Music academy steps in where schools fail

By Magdalena Stec

Twelve-year-old Rosalie Ball stands in front of a mirror in the middle of a classroom where students practice music.

Her posture seems perfect and she looks relaxed. As she starts singing a Christina Aguilera song, “I Turn to You,” her voice fills the room and is so clear and powerful, it’s hard to believe it belongs to the small-framed girl.

“Open your mouth a little wider, let it out,” says Tony Silvestro, her music teacher, who coaches her from the back of the room for an upcoming recital.

Silvestro is the owner of T’s Music & Arts Academy, which opened on Carling Avenue last November. The private school offers singing, dance, and instrumental lessons, and will likely fill the gap in Centretown’s music community and school music programs.

T’s Music & Arts Academy is one of the several private performing arts schools that’s opened in Ottawa since Ontario’s schools suffered from major cuts to art and music programs in 1997.

Although many of the city’s elementary schools do offer music, the curriculum is limited to instrumental classes, with no singing. Silvestro, who has more than 10 years of musical experience in Ottawa, teaches singing and song writing. That’s why he knows students will likely appreciate the school’s non-competitive, one-on-one classes.

Silvestro’s idea seems to be working. The school now has more than 30 students, with ages ranging from six to 55.

The instructors teach anything from Beethoven to Christina Aguilera, says Silvestro. He says he wants his students to be the best they can be.

“I don’t expect anything else but phenomenal,” he says.

And public schools don’t have enough money to take their students to that level.

Saffron Bianchini, who teaches music at Glashan Intermediate School, says her students suffered from the cuts to music programs.

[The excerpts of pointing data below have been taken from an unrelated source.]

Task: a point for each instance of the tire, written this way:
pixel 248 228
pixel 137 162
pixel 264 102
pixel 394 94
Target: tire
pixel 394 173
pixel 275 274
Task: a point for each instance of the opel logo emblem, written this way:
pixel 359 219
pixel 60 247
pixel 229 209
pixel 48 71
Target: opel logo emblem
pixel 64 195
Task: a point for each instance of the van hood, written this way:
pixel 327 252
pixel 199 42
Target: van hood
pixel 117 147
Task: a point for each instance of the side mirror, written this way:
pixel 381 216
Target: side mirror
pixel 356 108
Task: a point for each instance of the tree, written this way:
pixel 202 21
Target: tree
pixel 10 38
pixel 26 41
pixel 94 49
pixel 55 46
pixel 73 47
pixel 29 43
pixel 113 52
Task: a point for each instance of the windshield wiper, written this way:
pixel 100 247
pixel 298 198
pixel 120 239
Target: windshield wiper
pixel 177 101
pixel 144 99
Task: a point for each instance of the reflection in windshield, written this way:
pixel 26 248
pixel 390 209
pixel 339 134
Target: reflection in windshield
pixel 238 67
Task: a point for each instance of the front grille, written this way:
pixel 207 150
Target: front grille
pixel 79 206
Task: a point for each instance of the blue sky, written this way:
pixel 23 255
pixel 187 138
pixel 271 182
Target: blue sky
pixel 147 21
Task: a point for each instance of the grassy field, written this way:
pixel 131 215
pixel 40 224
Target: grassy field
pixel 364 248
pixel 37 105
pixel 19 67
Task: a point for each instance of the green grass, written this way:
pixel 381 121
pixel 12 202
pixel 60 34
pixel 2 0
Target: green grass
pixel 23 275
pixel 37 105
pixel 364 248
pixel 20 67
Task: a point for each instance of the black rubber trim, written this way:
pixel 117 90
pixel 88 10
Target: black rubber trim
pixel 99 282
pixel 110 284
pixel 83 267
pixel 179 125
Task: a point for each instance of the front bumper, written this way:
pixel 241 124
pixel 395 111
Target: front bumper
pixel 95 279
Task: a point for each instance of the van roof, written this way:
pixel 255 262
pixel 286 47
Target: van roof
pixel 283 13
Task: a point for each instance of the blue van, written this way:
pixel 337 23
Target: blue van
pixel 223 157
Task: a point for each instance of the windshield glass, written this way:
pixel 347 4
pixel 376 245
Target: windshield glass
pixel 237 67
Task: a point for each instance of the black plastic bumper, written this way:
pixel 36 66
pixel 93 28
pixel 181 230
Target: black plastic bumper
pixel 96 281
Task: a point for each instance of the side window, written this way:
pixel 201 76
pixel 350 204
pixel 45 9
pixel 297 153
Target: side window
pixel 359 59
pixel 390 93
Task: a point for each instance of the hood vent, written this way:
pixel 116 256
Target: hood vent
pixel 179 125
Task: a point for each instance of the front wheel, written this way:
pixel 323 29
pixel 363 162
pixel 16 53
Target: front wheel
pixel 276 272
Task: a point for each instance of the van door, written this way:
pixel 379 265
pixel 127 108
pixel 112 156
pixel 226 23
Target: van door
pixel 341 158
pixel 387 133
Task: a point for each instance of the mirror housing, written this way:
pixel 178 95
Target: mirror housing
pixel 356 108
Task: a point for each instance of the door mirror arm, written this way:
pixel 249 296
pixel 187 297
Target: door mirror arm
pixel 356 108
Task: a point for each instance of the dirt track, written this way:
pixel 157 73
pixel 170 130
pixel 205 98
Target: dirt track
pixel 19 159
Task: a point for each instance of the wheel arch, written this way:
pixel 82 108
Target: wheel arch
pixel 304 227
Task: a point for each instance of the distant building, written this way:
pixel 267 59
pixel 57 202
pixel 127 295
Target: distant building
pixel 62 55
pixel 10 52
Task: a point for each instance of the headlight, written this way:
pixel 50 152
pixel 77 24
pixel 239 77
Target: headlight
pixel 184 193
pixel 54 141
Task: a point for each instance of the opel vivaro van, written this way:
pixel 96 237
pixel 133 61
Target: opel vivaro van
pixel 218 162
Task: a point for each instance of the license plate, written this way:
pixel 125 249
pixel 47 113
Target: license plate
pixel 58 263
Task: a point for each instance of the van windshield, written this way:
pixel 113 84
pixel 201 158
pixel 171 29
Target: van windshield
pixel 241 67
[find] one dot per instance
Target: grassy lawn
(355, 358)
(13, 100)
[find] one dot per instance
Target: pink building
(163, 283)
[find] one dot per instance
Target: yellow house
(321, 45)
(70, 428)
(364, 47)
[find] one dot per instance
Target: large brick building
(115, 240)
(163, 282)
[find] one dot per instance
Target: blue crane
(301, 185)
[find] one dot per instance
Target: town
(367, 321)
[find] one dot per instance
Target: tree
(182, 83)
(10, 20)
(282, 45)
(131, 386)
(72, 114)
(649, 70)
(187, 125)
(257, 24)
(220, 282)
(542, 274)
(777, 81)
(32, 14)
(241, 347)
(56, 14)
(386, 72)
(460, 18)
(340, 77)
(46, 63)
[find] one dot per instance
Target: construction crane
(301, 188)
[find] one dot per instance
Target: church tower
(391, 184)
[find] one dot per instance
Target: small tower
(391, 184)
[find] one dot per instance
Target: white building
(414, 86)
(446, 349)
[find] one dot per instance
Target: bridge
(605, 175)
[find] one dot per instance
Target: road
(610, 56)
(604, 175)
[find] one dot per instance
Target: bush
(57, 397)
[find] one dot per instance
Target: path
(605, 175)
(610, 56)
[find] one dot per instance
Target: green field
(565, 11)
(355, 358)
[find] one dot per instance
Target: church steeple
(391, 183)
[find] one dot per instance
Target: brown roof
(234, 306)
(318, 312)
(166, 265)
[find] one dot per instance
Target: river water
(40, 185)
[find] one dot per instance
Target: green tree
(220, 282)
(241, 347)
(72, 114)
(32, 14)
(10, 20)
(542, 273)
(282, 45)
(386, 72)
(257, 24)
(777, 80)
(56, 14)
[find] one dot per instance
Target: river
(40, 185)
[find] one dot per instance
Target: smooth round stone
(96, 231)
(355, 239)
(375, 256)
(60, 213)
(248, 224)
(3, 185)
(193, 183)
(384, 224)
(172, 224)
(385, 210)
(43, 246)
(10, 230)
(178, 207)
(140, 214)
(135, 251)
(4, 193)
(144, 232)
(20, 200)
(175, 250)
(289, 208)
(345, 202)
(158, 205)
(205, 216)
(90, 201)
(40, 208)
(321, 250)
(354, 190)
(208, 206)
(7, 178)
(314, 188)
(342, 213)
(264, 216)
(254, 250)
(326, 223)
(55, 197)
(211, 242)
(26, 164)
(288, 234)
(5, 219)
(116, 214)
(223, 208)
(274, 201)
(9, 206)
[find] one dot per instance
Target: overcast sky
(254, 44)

Ever since the Ottawa Board of Education scrapped the repair budget for the instruments, the schools themselves must come up with that money.

“I can spend $2,000-3,000 a year just on repair. Now I have to generate that, because it’s no longer there,” says Bianchini, who makes up the difference with money from fundraising and student fees.

While instrumental music classes are mandatory at Glashan, Bianchini says not all public schools have music programs. These students are losing out on skill development, working as a team, and “just being able to know the language of music,” she says.

“I think music is an essential, educational tool,” Bianchini says. And for those who are thinking of music as a career, she says that additional, private music classes are necessary.

Rosalie’s been taking vocal classes with Silvestro in addition to the clarinet lessons at her elementary school in Nepean.

“Singing is different,” says her mother, Martine Giroux.

“[Rosalie] became more goal-oriented and definitely better at public speaking. It gives her real life benefits— confidence.”

Even while music education has many benefits, the number of elementary schools employing music teachers has dropped

“Only 40 per cent of all Ontario’s elementary schools had music teachers in 2002-2003,” says Annie Kidder, of People for Education.

“Now only the children of the well-off are able to learn music.”